You believe that you "changed" p by p = new String("DoPe"); which is let's say correct but the same thing doesn't happen with s when you call flip (s);
Well, calling it won't "change" s because your function flip only takes a string and modifies it internally and that's it.
In order to "change" s using a function you have to do this modifications:
1 s= flip (s);
(s receives the returned value of the function)
2. Function flip should return a String and not a void
public String flip (String t) // String instead of void
{
System.out.println(t);
t = new String ("no");
System.out.println(t);
t = "nope";
System.out.println(t);
return t; //returns the String t
}
Suppose I have an int-array and I want to modify it. I know that I cannot assign a new array to array passed as parameter:
public static void main(String[] args)
{
int[] temp_array = {1};
method(temp_array);
System.out.println(temp_array[0]); // prints 1
}
public static void method(int[] n)
{
n = new int[]{2};
}
while I can modify it:
public static void main(String[] args)
{
int[] temp_array = {1};
method(temp_array);
System.out.println(temp_array[0]); // prints 2
}
public static void method(int[] n)
{
n[0] = 2;
}
Then, I tried to assign an arbitrary array to the array passed as parameter using clone():
public static void main(String[] args)
{
int[] temp_array = {1};
method(temp_array);
System.out.println(temp_array[0]); // prints 1 ?!
}
public static void method(int[] n)
{
int[] temp = new int[]{2};
n = temp.clone();
}
Now, I wonder why it prints 1 in last example while I'm just copying the array with clone() which it's just copying the value not the reference. Could you please explain that for me?
EDIT: Is there a way to copy an array to object without changing the reference? I mean to make last example printing 2.

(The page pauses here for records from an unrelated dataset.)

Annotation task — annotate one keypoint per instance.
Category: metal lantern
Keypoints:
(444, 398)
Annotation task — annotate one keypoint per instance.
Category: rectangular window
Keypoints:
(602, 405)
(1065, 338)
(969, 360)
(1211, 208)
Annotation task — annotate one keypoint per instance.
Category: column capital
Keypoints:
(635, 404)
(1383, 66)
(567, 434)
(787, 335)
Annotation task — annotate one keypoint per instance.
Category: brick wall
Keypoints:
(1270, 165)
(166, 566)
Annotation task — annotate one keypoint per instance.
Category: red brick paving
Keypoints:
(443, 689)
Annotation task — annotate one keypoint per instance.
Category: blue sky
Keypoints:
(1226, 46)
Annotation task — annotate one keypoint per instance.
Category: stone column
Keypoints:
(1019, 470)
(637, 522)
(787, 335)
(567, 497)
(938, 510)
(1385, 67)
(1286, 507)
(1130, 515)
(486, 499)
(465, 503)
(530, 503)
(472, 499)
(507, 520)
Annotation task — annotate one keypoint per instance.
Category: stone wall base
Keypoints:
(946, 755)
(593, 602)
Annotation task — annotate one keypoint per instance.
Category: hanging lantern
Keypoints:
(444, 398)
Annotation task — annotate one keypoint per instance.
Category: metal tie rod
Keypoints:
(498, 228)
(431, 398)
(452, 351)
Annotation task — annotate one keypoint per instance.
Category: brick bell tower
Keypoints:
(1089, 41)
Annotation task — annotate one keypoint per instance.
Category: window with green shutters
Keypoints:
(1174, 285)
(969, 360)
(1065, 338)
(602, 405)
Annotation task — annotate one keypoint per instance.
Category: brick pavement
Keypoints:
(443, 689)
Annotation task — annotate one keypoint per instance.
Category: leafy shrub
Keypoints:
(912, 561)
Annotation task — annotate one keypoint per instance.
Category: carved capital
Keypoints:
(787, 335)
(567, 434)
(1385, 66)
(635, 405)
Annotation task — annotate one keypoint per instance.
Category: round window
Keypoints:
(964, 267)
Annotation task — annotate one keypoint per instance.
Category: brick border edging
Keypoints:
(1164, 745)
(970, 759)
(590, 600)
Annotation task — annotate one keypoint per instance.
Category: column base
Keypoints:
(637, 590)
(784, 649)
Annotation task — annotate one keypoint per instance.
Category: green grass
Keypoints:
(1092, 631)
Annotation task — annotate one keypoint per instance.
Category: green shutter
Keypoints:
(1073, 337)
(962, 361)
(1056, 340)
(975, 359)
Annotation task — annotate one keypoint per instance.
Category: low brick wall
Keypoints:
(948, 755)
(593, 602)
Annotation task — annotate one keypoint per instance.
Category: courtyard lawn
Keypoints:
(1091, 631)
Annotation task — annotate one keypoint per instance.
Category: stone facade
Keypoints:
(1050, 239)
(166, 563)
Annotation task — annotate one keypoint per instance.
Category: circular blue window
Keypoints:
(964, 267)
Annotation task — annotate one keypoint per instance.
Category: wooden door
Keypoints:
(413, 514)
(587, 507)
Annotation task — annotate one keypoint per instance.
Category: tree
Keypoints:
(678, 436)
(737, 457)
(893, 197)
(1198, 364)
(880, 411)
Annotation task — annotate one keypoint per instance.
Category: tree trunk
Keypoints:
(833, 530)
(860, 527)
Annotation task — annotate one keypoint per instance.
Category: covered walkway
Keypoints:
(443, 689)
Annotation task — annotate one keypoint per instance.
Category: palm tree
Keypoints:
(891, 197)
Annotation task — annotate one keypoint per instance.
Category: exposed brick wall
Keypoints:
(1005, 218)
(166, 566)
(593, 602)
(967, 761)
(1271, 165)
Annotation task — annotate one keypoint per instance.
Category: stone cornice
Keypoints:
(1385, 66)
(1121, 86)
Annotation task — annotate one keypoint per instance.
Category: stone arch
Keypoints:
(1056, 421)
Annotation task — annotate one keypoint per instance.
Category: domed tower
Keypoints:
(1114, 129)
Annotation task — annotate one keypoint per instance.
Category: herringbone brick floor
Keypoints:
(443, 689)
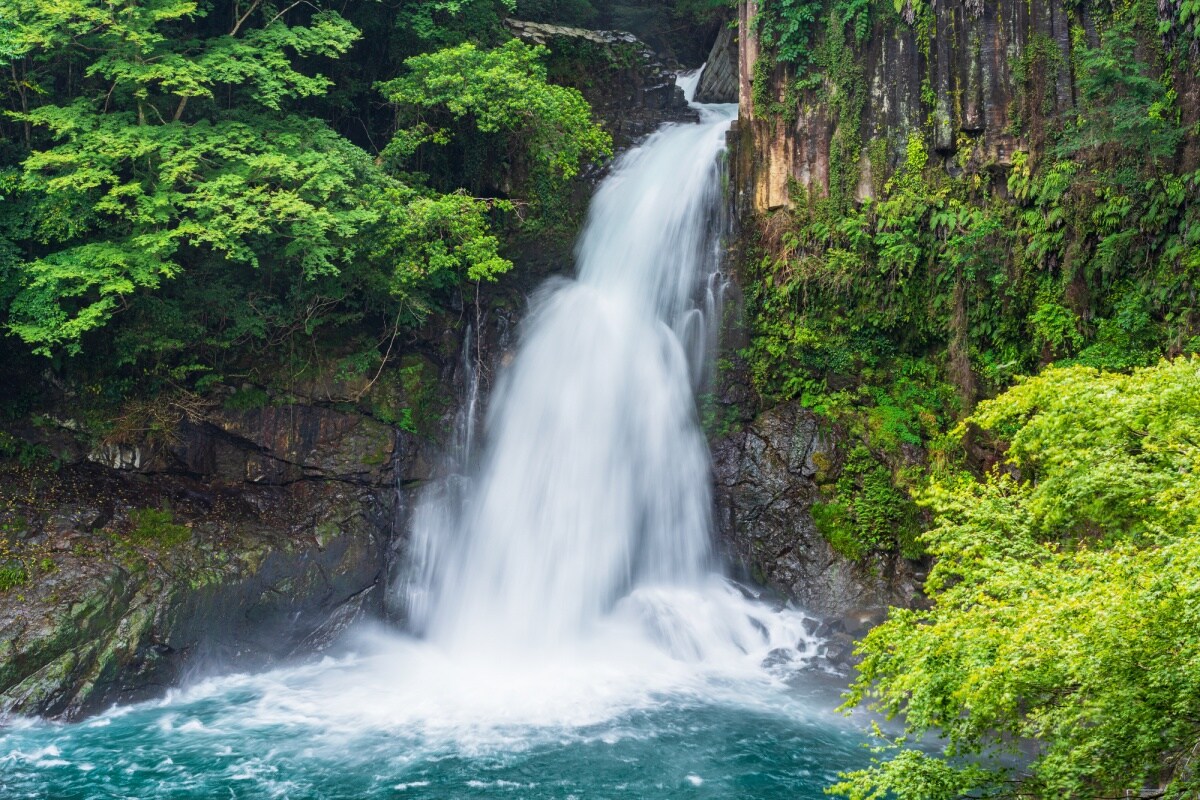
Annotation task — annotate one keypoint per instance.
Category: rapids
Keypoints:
(571, 633)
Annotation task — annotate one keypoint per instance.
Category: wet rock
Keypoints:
(119, 615)
(719, 82)
(765, 493)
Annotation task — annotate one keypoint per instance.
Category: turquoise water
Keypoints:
(354, 727)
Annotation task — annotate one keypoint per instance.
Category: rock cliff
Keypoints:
(977, 79)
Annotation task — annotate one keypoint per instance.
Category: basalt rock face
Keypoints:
(229, 537)
(719, 82)
(959, 84)
(629, 88)
(138, 578)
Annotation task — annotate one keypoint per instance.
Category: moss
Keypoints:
(156, 528)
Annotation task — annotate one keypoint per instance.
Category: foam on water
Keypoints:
(568, 612)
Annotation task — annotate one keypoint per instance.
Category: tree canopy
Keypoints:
(173, 175)
(1061, 657)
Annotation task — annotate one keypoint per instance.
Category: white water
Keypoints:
(587, 525)
(576, 637)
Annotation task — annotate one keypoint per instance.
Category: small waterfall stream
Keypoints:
(571, 632)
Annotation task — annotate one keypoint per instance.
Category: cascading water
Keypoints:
(573, 635)
(595, 480)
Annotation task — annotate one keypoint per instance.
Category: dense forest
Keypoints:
(931, 270)
(190, 187)
(204, 196)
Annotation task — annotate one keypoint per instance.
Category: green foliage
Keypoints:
(175, 208)
(501, 90)
(156, 528)
(12, 575)
(787, 28)
(1066, 602)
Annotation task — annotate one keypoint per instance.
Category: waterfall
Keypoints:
(592, 498)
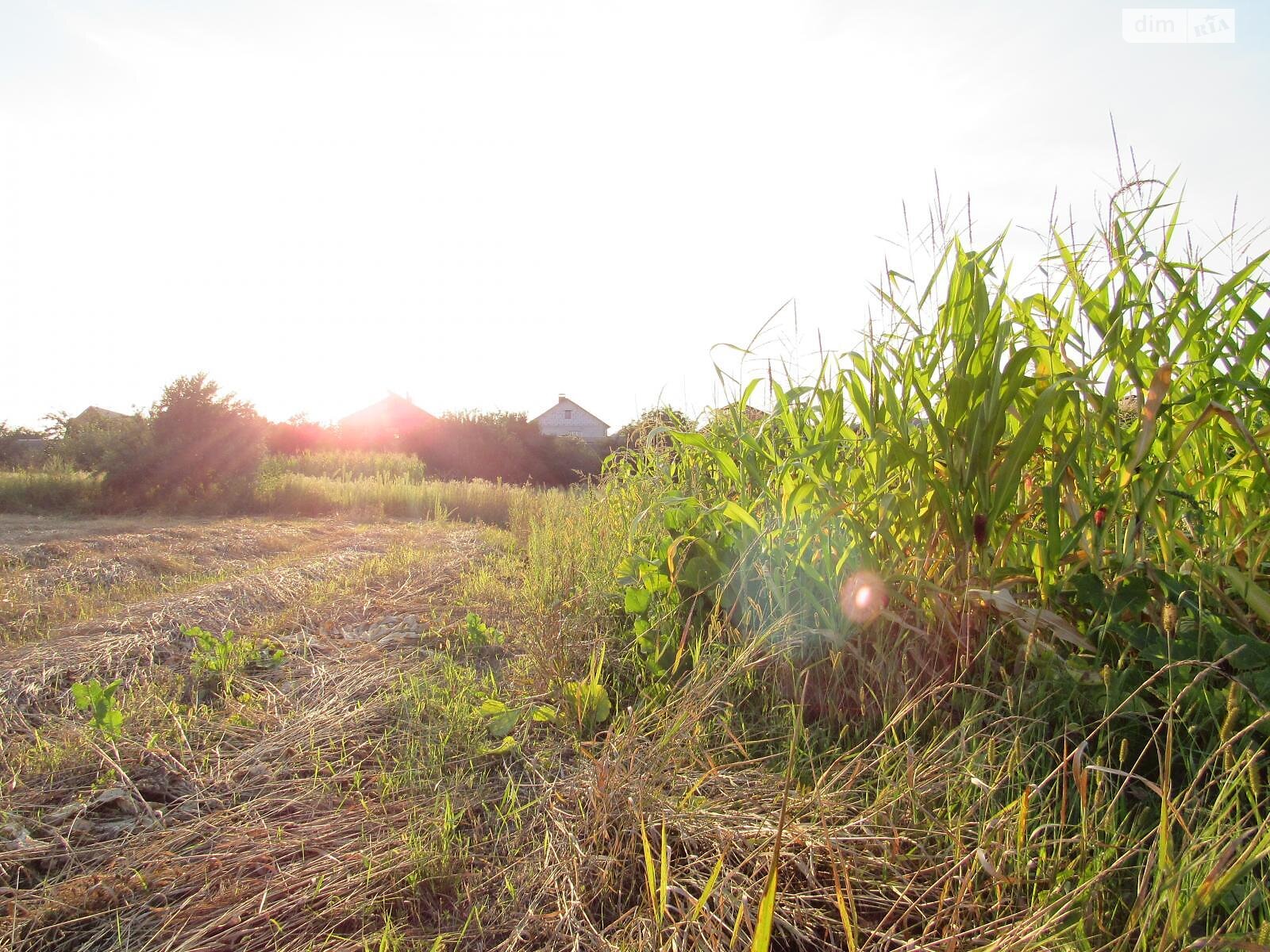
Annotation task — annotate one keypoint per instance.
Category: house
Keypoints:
(97, 416)
(569, 419)
(389, 419)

Your examples 1 and 3 are virtually the same in context of the question - you are trying to assign a new value to n (which is a reference to an array passed by value).

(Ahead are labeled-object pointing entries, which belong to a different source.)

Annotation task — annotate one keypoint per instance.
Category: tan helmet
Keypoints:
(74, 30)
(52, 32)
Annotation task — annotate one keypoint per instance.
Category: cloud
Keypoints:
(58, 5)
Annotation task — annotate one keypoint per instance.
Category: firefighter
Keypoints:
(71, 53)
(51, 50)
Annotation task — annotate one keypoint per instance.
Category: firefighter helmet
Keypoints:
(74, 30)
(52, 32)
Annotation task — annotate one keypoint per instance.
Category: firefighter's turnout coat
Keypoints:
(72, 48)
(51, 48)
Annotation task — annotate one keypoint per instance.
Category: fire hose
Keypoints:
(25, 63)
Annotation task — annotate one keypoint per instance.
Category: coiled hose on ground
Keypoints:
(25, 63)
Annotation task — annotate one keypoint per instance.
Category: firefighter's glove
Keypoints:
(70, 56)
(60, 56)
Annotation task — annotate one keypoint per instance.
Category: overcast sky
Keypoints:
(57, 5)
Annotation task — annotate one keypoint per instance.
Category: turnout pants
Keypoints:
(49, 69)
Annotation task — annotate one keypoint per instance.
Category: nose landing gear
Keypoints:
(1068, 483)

The fact that you cloned temp array doesn't matter - all it did was create a copy of temp and then assign it to n.
In order to copy values into array passed into your method method you might want to look at:System.arraycopy
It all, of course, depends on the sizes of your n array and the one you create inside method method.
Assuming they both have the same length, for example, you would do it like that:
public static void main(String[] args)
{
int[] temp_array = {1};
method(temp_array);
System.out.println(temp_array[0]);
}
public static void method(int[] n)
{
int[] temp = new int[]{2};
System.arraycopy(temp, 0, n, 0, n.length);
// or System.arraycopy(temp, 0, n, 0, temp.length) -
// since we assumed that n and temp are of the same length
}
In your method
public static void method(int[] n)
n is another name for the array that way passed in. It points to the same place in memory as the original, which is an array of ints. If you change one of the values stored in that array, all names that point to it will see the change.
However, in the actual method
public static void method(int[] n) {
int[] temp = new int[]{2};
n = temp.clone();
}
You're creating a new array and then saying "the name 'n' now points at this, other array, not the one that was passed in". In effect, the name 'n' is no longer a name for the array that was passed in.
As you correctly note, you cannot assign to the array reference passed as a parameter. (Or more precisely, the assignment won't have any effect in the caller.)
This is about the best that you can do:
public static void method(int[] n) {
int[] temp = new int[]{2};
for (int i = 0; i < temp.length; i++) {
n[i] = temp[i];
}
// ... or the equivalent using System.arraycopy(...) or some such
}
Of course, this only works properly if the size of the input array is the same as the size of the array you are copying to it. (How you should deal with this will be application specific ...)
For the record Java passes the array reference by value. It doesn't pass the array contents by value. And clone won't help to solve this problem. (At least, not with the method signature as declared.)
In your method method, nothing that you assign to n will ever change the value of the object passed in and assigned to n. At the beginning of method, n points to an array. When you assign n to equal another array, you've simply re-pointed which array n points to, and haven't changed anything about temp_array from the main method.